Dalam kunjungan tersebut, Tim TAPM turut menggali informasi terkait mekanisme pemeliharaan ternak hingga rencana pemasaran hasil usaha. Untuk mendukung keberlanjutan pemeliharaan, pengelola kandang menerapkan sistem kandang umbaran serta memanfaatkan lahan di sekeliling kandang dengan menanam singkong. Tanaman tersebut berfungsi ganda, yakni sebagai sumber pakan tambahan ternak sekaligus pagar alami untuk mengamankan area kandang.
Direktur BUMKal Karangtengah menjelaskan bahwa percepatan realisasi program ketahanan pangan ini dilakukan setelah adanya kepastian lokasi kandang diperoleh.

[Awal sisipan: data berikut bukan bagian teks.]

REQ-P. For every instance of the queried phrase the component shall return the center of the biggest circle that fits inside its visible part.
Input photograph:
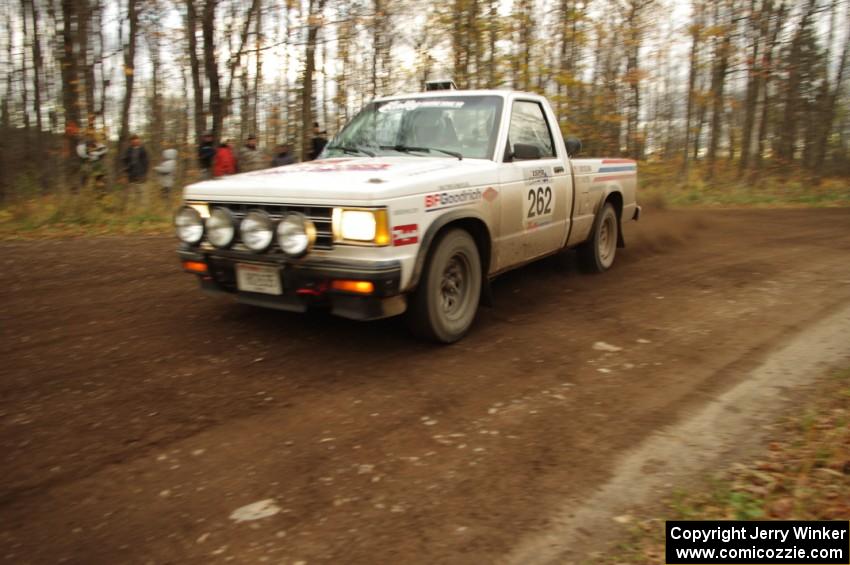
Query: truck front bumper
(306, 283)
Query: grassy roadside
(83, 214)
(803, 473)
(662, 184)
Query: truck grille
(321, 216)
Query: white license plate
(258, 278)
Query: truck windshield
(450, 126)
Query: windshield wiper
(355, 149)
(408, 149)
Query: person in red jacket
(224, 162)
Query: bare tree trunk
(788, 134)
(197, 87)
(24, 94)
(696, 33)
(313, 23)
(70, 91)
(758, 31)
(211, 67)
(718, 82)
(258, 71)
(764, 120)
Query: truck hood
(344, 180)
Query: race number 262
(539, 201)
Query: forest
(728, 89)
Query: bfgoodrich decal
(443, 200)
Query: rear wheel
(446, 301)
(597, 253)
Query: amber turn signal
(195, 267)
(357, 287)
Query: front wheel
(597, 253)
(446, 301)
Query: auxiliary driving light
(189, 225)
(257, 231)
(221, 229)
(296, 234)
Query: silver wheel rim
(607, 241)
(455, 287)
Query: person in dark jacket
(225, 161)
(206, 154)
(136, 160)
(282, 156)
(318, 142)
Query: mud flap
(486, 294)
(620, 241)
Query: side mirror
(526, 152)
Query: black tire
(445, 303)
(597, 253)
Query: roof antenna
(442, 84)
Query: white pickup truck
(413, 207)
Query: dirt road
(136, 414)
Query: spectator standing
(224, 162)
(136, 167)
(318, 142)
(91, 154)
(282, 156)
(206, 154)
(250, 157)
(165, 171)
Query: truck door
(536, 188)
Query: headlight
(189, 225)
(361, 226)
(257, 231)
(220, 228)
(296, 234)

Setelah pengurus mendapatkan kepastian lokasi pembangunan kandang kambing dan persetujuan dari Lurah, kami langsung tancap gas merealisasikan kegiatan ketahanan pangan yang telah disusun, sehingga dapat terealisasi saat ini, ujarnya.

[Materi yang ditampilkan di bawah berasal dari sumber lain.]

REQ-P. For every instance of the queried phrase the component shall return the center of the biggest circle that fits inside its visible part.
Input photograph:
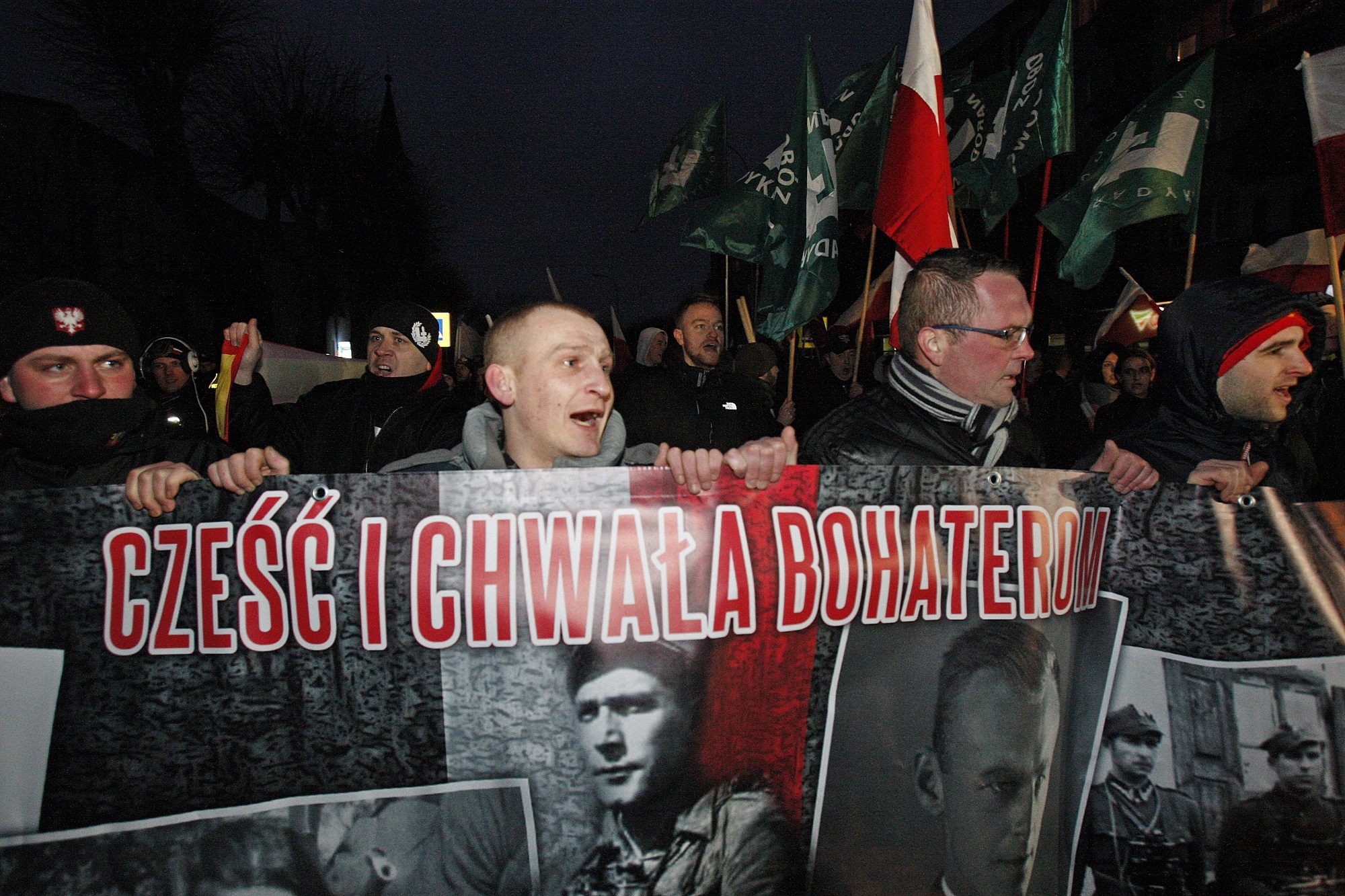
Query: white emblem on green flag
(695, 166)
(861, 115)
(1147, 169)
(1035, 120)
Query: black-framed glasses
(1013, 337)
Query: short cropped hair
(1136, 352)
(695, 299)
(1011, 647)
(680, 666)
(508, 323)
(941, 291)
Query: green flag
(696, 163)
(783, 216)
(1036, 116)
(1148, 167)
(861, 114)
(969, 115)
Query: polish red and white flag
(1300, 263)
(915, 192)
(1324, 85)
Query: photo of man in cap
(1292, 838)
(1139, 837)
(664, 829)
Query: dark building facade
(1260, 174)
(76, 202)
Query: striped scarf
(989, 427)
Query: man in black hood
(401, 405)
(75, 415)
(1237, 356)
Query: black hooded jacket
(1195, 333)
(692, 408)
(41, 460)
(348, 425)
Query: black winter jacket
(884, 428)
(151, 443)
(1195, 334)
(693, 408)
(332, 428)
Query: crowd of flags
(892, 140)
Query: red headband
(1253, 341)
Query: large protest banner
(592, 681)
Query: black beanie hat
(63, 313)
(414, 322)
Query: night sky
(541, 123)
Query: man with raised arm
(400, 407)
(548, 377)
(950, 397)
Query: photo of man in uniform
(1292, 838)
(1139, 837)
(987, 772)
(664, 830)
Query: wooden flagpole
(864, 306)
(966, 235)
(1335, 248)
(1042, 233)
(1191, 260)
(747, 318)
(726, 291)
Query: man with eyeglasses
(949, 399)
(691, 403)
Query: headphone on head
(193, 360)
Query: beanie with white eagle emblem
(56, 313)
(414, 322)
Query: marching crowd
(1235, 393)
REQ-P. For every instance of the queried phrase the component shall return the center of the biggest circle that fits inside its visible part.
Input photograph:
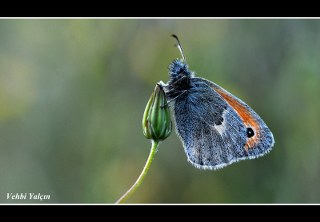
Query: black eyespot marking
(250, 132)
(219, 121)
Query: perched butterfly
(215, 127)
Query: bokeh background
(72, 95)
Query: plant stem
(144, 172)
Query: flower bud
(156, 121)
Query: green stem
(142, 175)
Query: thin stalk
(144, 172)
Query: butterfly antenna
(179, 47)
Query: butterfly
(215, 127)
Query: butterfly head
(179, 72)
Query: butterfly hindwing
(212, 134)
(212, 131)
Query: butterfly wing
(215, 127)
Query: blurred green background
(72, 95)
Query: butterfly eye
(250, 132)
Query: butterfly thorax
(180, 76)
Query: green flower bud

Selain meninjau kandang ternak, Tim TAPM Kabupaten Gunungkidul juga melakukan peninjauan ke lokasi yang direncanakan sebagai tempat pembangunan gerai dan pergudangan KDMP Kalurahan Karangtengah, yang rencana lokasinya bersebelahan dengan lokasi kegiatan ketahanan pangan yang dikelola oleh BUMKal Barokah Mandiri. Dari hasil diskusi di lapangan, diketahui bahwa rencana pembangunan tersebut masih terkendala status tanah yang berstatus LSD, sehingga pelaksanaannya masih menunggu persetujuan dari pemerintah pusat.